ABSTRACT
The SARS-CoV-2 spike (S) protein, the viral mediator for binding and entry into the host cell, has sparked great interest as a target for vaccine development and treatments with neutralizing antibodies. Initial data suggest that the virus has low mutation rates, but its large genome could facilitate recombination, insertions, and deletions, as has been described in other coronaviruses. Here, we deep-sequenced the complete SARS-CoV-2 S gene from 18 patients (10 with mild and 8 with severe COVID-19), and found that the virus accumulates deletions upstream and very close to the S1/S2 cleavage site, generating a frameshift with appearance of a stop codon. These deletions were found in a small percentage of the viral quasispecies (2.2%) in samples from all the mild and only half the severe COVID-19 patients. Our results suggest that the virus may generate free S1 protein released to the circulation. We propose that natural selection has favored a “Don’t burn down the house” strategy, in which free S1 protein may compete with viral particles for the ACE2 receptor, thus reducing the severity of the infection and tissue damage without losing transmission capability.
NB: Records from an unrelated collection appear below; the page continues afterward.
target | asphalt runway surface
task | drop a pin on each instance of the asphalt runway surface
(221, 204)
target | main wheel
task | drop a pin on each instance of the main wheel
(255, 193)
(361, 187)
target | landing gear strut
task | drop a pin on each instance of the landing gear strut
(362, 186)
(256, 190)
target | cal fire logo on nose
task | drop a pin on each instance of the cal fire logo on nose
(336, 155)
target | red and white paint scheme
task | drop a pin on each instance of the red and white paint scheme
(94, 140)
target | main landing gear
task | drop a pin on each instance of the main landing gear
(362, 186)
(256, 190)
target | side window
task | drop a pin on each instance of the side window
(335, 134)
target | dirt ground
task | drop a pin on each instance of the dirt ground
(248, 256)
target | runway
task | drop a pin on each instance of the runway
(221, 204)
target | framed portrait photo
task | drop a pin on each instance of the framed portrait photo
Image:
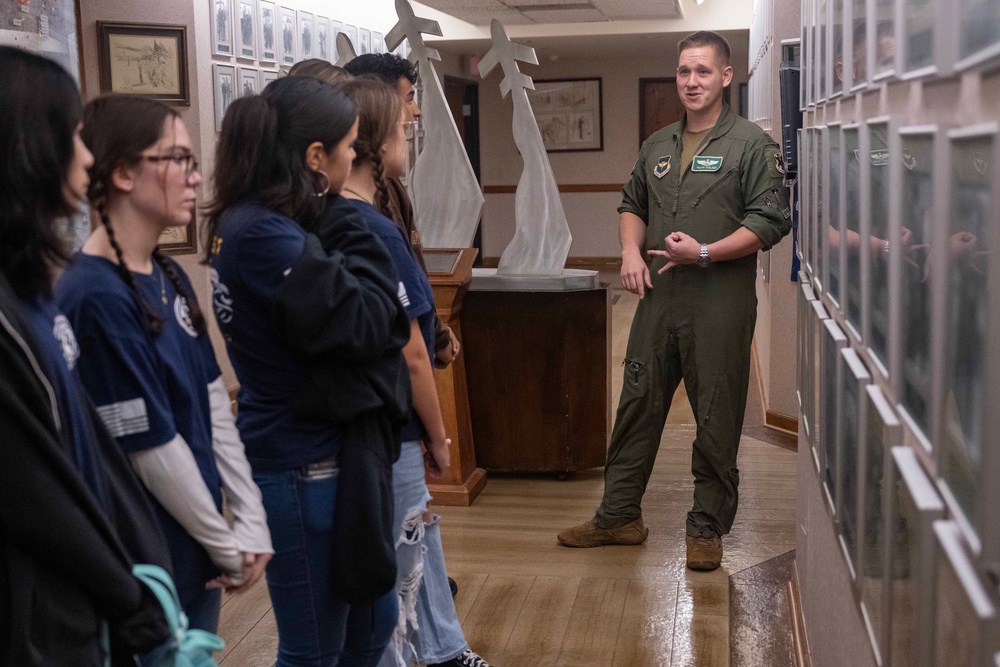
(249, 81)
(307, 35)
(323, 38)
(222, 28)
(246, 29)
(266, 77)
(226, 87)
(364, 44)
(286, 36)
(336, 27)
(144, 59)
(568, 112)
(268, 21)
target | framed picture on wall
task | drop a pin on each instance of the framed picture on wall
(222, 28)
(266, 77)
(307, 35)
(268, 34)
(364, 44)
(336, 27)
(246, 29)
(287, 38)
(225, 84)
(568, 112)
(249, 81)
(323, 50)
(144, 59)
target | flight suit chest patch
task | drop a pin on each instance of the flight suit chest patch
(706, 163)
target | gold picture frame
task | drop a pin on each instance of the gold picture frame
(145, 59)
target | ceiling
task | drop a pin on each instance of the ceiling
(514, 12)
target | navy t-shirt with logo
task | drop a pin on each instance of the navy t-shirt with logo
(254, 251)
(415, 292)
(147, 389)
(59, 355)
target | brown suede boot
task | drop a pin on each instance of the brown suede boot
(589, 535)
(704, 553)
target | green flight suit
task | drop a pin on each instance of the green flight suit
(697, 323)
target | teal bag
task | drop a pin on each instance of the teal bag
(187, 647)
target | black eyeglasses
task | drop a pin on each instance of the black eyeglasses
(185, 160)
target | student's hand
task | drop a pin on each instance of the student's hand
(635, 274)
(253, 570)
(437, 459)
(448, 354)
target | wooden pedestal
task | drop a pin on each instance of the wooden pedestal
(450, 272)
(540, 377)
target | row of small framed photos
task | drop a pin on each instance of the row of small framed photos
(923, 596)
(849, 45)
(265, 32)
(231, 83)
(898, 241)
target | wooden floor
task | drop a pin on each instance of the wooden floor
(525, 601)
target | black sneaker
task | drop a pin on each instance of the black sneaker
(469, 658)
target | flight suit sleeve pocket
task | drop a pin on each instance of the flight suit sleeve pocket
(635, 372)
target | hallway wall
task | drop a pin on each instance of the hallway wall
(592, 216)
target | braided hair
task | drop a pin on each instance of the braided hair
(379, 110)
(116, 129)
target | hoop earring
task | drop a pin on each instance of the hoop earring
(325, 188)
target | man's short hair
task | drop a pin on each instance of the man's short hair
(386, 66)
(708, 38)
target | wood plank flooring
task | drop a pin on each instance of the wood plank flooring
(525, 601)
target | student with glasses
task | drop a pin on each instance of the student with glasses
(146, 357)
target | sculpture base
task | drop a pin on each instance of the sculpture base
(537, 353)
(458, 495)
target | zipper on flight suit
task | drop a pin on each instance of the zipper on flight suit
(704, 193)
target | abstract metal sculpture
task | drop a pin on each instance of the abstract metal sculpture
(542, 238)
(447, 198)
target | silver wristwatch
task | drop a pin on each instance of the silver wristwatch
(703, 259)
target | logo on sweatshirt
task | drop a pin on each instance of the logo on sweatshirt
(63, 332)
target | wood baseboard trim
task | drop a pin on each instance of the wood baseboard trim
(588, 263)
(564, 188)
(781, 423)
(800, 643)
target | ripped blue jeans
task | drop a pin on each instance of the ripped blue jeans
(428, 629)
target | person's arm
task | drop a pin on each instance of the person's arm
(425, 398)
(635, 271)
(171, 474)
(250, 529)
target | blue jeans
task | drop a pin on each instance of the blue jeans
(315, 629)
(428, 625)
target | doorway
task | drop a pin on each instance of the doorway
(463, 100)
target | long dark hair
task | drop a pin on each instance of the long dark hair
(261, 152)
(116, 129)
(40, 108)
(379, 110)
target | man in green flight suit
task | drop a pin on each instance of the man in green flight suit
(705, 195)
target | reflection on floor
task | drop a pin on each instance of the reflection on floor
(523, 600)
Competing Interest Statement
The authors have declared no competing interest.
Footnotes
Discussion section we have added: In a recent study (27), Lau et al reported the results of plaque purification of Vero-E6 cultured SARS-CoV-2 genomes obtained from nasopharyngeal aspirate of a COVID-19 patient. The authors found deletions of 10 to 15 nucleotides at the S1/S2 junction. In a further experiment, infection of hamsters with virus containing these variants led to attenuated viral disease. These findings strongly support our hypothesis that deletions close to the S1/S2 cleavage site may be a phenomenon favoured by natural selection to enhance spread of the SARS-CoV-2. The authors failed to detect these deletions in this and other clinical specimens, but this may be attributable to the relatively low sequencing throughput of the Sanger technique used. In the cell culture experiments, the lack of genomes with deletions that generate a premature stop codon in the S gene can be easily explained, as the truncated S gene would produce non-infectious particles.